Why did two Scotsmen drive from Edinburgh to Towcester through the dreadful rains of November 2009? Because one of them has a fascination for beetles and, with his expert researcher friend, were hoping to find the house in Towcester where another beetle fanatic was born.

That other man was David Sharp, born in Islington Road, Towcester in October 1840. His father William was a currier in a family of tanners. A relative, Samuel Sharp, had bought a tannery in Stony Stratford in 1819 from the Penn family and when David was 10 years old in 1850 his father moved the family to join the company, now called Sharp and Woollard.

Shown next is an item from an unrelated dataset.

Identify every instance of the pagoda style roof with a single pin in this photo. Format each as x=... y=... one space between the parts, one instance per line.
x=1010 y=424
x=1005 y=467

Despite the success of the company William and family moved again to live in Regents Park, London. David went to St. Bartholomew's Hospital to study medicine for two years and then on to Edinburgh University. He wrote his doctoral thesis on Coleoptera [Beetles], despite its seeming unsuitability, but passed his exams.

He stayed in Scotland not to practise medicine as a doctor but as a well paid carer for an English soldier who was having violent attacks as a result of serving in Ireland. David Sharp stayed from 1869 to 1883 when the soldier died. In his spare time he expanded his entomological collection, both from his own discoveries and also from beetle collectors around the world. He also married Jessie Murdoch from Dumfrieshire.

After 1883 the family, with seven children, moved to England. He became editor of the Zoological Record, President of the Entomological Society of London, curator of Cambridge University Museum, Fellow of the Royal Society and editor of "Fauna Hawaiiensis". This must have been his dream career. When he retired in 1904 they moved to live in Brockenhurst, Hampshire.He died in August 1922 and his beetle collections went to the British Museum Natural History department and to Cambridge University. His library went to the Cawthorn Institute in Nelson, New Zealand.

So our two Scots were trying to locate all David Sharp's homes to have a Blue Plaque placed on at least one of them to honour a great entomologist. Brian Giggins had located a house in Islington road that he feels could have been the Sharp's home.

David Sharp was not the only famous member of the family. One of his daughters Gertrude Sharp, 1892-1958, known as Truda, went to the Royal College of Art to study Embroidery. Whilst there she met and married Mr Adams who was a tutor in pottery and they joined the pottery of Carter, Stabler and Adams in Dorset. Later she married the owner, Mr Carter and became chief designer. Nowadays Truda Carter designed pottery is fetching high prices like that of other famous Art Deco lady designers - Clarice Cliff and Susie Cooper. The company itself became the Poole Pottery.

The tannery in Church Street, Stony Stratford was for many years a very successful company sending leather abroad, especially to India, where they later had an office, and to Walsall, the centre for making saddles and harness leather. In 1984 an additional factory was opened in Cosgrove, trading as Samuel Sharp [Curriers] Ltd. The Stony Stratford factory closed in 1990 and eventually the firm was sold in 1998 to Joseph Clayton of Chesterfield.
References
  1. Information from "Stony Stratford Past " by Robert Ayers and Audrey Lambert.